While Dad was in Europe my Mom moved to Washington DC to work in a government office where she fell under the spell of Franklin Roosevelt.  He was her hero and she credited him with saving the country from the Depression, winning the War and through such agencies as the Rural Electrification Administration and the Tennessee Valley Authority, changing the face of the rural America she had come to understand was so desperately poor.  She remembered standing on the sidewalk of Pennsylvania Avenue when they brought FDR’s body back to DC from Warm Springs and standing in the same spot as his funeral procession passed by.  She remained a life-long Democrat.  Mom could also be tough as nails.  At a time when divorce was largely unthinkable, she told my father that if he did not find a way to come home from Germany by the end of 1946, he could find a new wife.  She correctly suspected that he was having way too much fun as the military governor of a provincial capital town in Bavaria.  Lucky for me he did: I was born in September of 1947.

My parents were never rich but their lives allowed them to ride camels in the shadow of the Pyramids and elephants in rural India.  They had seen enough poverty, here and abroad, to appreciate the relative affluence they enjoyed. 

Mom always had a zest for life.  She was an inveterate golfer until well into her eighties when a broken shoulder put an end to her carrier.  She never had a handicap below 30 but still managed to bag a hole-in-one and her strokes were always in high demand as a tournament partner.  She took up skiing when she was nearly 50 and went practically every weekend when she lived in Colorado.  The family moved quite often and lived in Missouri, Texas, Washington DC, Michigan, Colorado and Arizona.  Mom made life-long friends wherever she was.

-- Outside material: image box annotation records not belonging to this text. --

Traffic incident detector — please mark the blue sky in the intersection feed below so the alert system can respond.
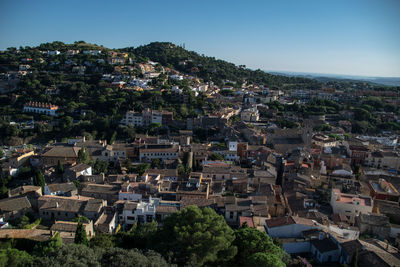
[0,0,400,77]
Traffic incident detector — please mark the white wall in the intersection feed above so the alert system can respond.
[266,224,316,238]
[283,241,311,254]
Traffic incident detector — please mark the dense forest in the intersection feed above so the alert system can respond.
[129,42,321,89]
[0,206,291,267]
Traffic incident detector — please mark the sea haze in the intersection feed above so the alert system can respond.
[265,71,400,86]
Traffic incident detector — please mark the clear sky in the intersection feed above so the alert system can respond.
[0,0,400,77]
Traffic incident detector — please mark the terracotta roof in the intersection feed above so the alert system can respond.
[0,197,31,213]
[265,216,314,228]
[0,229,51,241]
[156,205,178,214]
[239,216,254,228]
[311,238,339,253]
[42,146,81,158]
[69,163,90,172]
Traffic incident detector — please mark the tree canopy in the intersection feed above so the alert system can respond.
[155,206,236,266]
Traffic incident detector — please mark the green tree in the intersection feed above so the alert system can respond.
[18,215,30,229]
[57,160,64,174]
[33,232,63,257]
[74,222,88,245]
[76,147,90,164]
[34,244,102,267]
[101,248,169,267]
[93,159,108,174]
[0,248,33,267]
[158,206,236,266]
[89,233,115,249]
[232,227,289,266]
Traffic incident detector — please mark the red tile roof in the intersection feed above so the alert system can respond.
[239,216,255,228]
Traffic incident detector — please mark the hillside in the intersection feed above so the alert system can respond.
[121,42,320,89]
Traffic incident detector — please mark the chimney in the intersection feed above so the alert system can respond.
[318,232,325,240]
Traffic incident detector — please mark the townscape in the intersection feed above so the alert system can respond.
[0,41,400,266]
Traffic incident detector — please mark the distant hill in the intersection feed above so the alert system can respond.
[267,71,400,86]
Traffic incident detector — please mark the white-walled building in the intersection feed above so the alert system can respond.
[331,189,373,220]
[22,101,58,116]
[139,146,179,161]
[118,183,142,201]
[265,216,318,238]
[240,108,260,122]
[121,110,143,127]
[120,197,160,225]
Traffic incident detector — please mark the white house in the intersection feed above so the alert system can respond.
[169,74,183,81]
[121,110,143,127]
[265,216,318,238]
[139,146,179,161]
[118,183,142,201]
[240,108,260,122]
[120,197,160,225]
[331,189,373,223]
[22,101,58,116]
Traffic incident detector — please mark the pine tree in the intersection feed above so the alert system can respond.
[76,147,90,164]
[57,160,64,174]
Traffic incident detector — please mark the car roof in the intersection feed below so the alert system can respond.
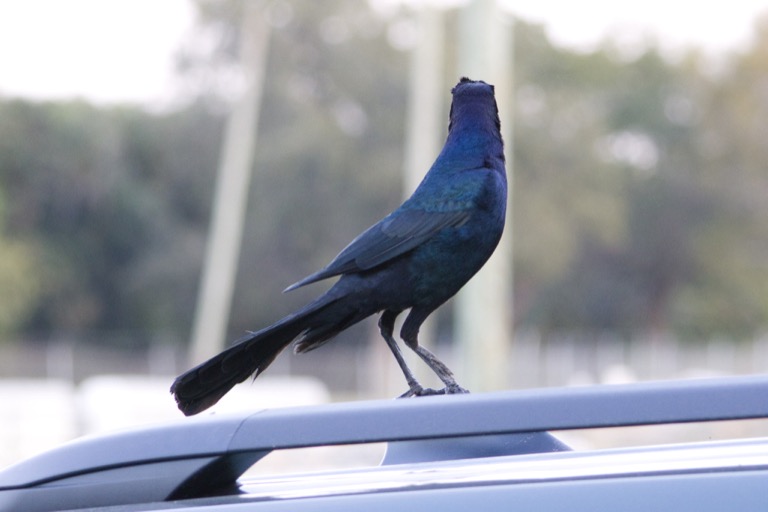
[0,376,768,511]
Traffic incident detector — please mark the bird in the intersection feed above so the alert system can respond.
[171,77,507,416]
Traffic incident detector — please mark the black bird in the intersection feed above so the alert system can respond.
[171,78,507,415]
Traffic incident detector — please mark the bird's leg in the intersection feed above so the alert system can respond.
[400,309,469,395]
[379,310,437,398]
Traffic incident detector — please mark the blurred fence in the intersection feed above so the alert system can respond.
[0,326,768,467]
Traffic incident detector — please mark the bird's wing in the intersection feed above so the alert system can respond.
[285,209,472,291]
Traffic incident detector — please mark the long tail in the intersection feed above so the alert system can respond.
[171,294,373,416]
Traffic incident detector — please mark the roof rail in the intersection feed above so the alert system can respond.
[0,376,768,512]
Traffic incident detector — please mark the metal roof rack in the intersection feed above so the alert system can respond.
[0,376,768,511]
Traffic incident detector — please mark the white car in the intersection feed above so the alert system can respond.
[0,376,768,512]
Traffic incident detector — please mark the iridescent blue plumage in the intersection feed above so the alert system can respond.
[171,78,507,414]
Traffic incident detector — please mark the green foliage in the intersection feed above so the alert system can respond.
[0,4,768,343]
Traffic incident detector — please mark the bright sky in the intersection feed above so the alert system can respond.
[0,0,768,103]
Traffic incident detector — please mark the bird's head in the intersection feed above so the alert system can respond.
[448,77,501,136]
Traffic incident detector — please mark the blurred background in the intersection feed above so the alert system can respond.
[0,0,768,465]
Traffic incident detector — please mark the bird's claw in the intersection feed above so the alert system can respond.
[398,384,469,398]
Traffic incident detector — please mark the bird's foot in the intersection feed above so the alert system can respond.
[440,382,469,395]
[397,385,445,398]
[398,384,469,398]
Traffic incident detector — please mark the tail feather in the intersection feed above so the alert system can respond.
[171,332,298,416]
[171,295,373,416]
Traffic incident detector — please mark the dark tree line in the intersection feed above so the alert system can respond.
[0,0,768,343]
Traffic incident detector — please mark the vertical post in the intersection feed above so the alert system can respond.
[190,0,269,362]
[455,0,513,391]
[369,4,448,396]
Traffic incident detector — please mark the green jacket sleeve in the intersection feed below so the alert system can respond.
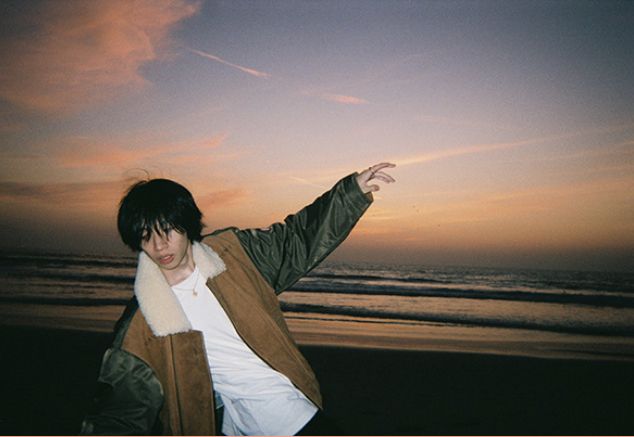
[80,348,163,435]
[80,298,164,435]
[236,173,372,293]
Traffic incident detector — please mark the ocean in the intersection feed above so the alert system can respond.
[0,249,634,337]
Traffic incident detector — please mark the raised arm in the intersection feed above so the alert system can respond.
[237,163,394,293]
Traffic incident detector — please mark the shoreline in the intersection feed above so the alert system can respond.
[0,326,634,435]
[0,302,634,362]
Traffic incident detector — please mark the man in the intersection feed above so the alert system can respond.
[81,163,394,435]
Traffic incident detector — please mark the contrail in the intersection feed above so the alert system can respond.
[188,49,271,77]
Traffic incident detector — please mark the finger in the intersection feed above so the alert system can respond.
[374,171,396,182]
[370,162,396,173]
[373,173,395,184]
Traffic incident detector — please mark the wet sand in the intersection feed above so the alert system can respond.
[0,326,634,435]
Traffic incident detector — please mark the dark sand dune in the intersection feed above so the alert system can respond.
[0,327,634,435]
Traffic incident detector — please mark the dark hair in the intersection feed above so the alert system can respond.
[117,179,203,251]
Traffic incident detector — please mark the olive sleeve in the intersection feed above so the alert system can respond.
[236,173,372,293]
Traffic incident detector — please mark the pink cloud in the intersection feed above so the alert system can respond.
[196,188,248,211]
[0,0,200,112]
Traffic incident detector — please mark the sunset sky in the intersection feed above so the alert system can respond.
[0,0,634,270]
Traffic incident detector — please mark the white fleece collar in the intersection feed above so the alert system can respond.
[134,241,226,337]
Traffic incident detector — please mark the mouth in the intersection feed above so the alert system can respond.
[158,255,174,265]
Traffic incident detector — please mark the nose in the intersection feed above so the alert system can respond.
[152,232,167,251]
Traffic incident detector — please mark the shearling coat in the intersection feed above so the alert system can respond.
[81,174,372,435]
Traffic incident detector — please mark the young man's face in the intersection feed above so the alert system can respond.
[141,230,194,285]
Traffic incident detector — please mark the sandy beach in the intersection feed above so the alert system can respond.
[0,326,634,435]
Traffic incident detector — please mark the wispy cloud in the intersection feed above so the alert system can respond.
[55,134,227,169]
[0,181,126,204]
[392,140,535,167]
[320,94,369,105]
[415,115,504,130]
[0,0,200,112]
[392,125,630,167]
[188,48,271,78]
[302,91,370,105]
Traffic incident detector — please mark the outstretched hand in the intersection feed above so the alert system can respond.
[357,162,396,194]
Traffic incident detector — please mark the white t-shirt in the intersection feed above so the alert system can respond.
[172,267,317,435]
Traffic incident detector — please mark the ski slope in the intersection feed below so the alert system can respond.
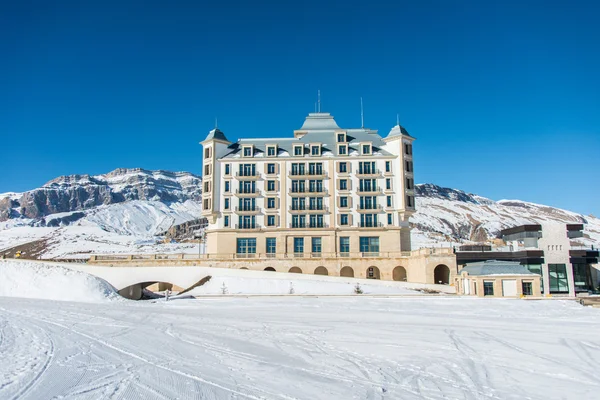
[0,261,600,400]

Her life spanned an incredible time in history.  She saw the emergence of the USA from a largely agrarian society to the world’s leading industrial power and the beginnings of our decline.  She saw the rise and the fall of the Berlin wall, experienced the fear of nuclear annihilation and the end of the Soviet Union.  She experienced both the jubilation and the tragedy of World War II.  My father was with one of the army units that liberated one of the Nazi concentration camps and experienced at first hand the depths of man’s cruelty.  Dad took pictures of the victims and survivors, which Mom showed to us kids when we grew old enough.  They came along with an admonition to do whatever we could to ensure something like this, did not ever happen again.  She rejoiced in the triumph of the moon landings and could never get enough of the Air and Space Museum.  She always harbored doubts about Vietnam and became an early, if not active, opponent of the war.  She marveled at the computer age and the incredible skill the young showed in its adoption.  After 9/11 she was ready to do her part in supporting the war and could not understand how we could expect to win a war without asking our citizens to make a sacrifice to ensure its success.  She never doubted that America was a force for good in the world and despaired for the damage that Bush had done to our reputation internationally. 


She loved her country and her friends but most of all she loved her family.  She was a good woman.  The world is a better place for her having been in it.  We will miss her and will try to keep her spirit alive.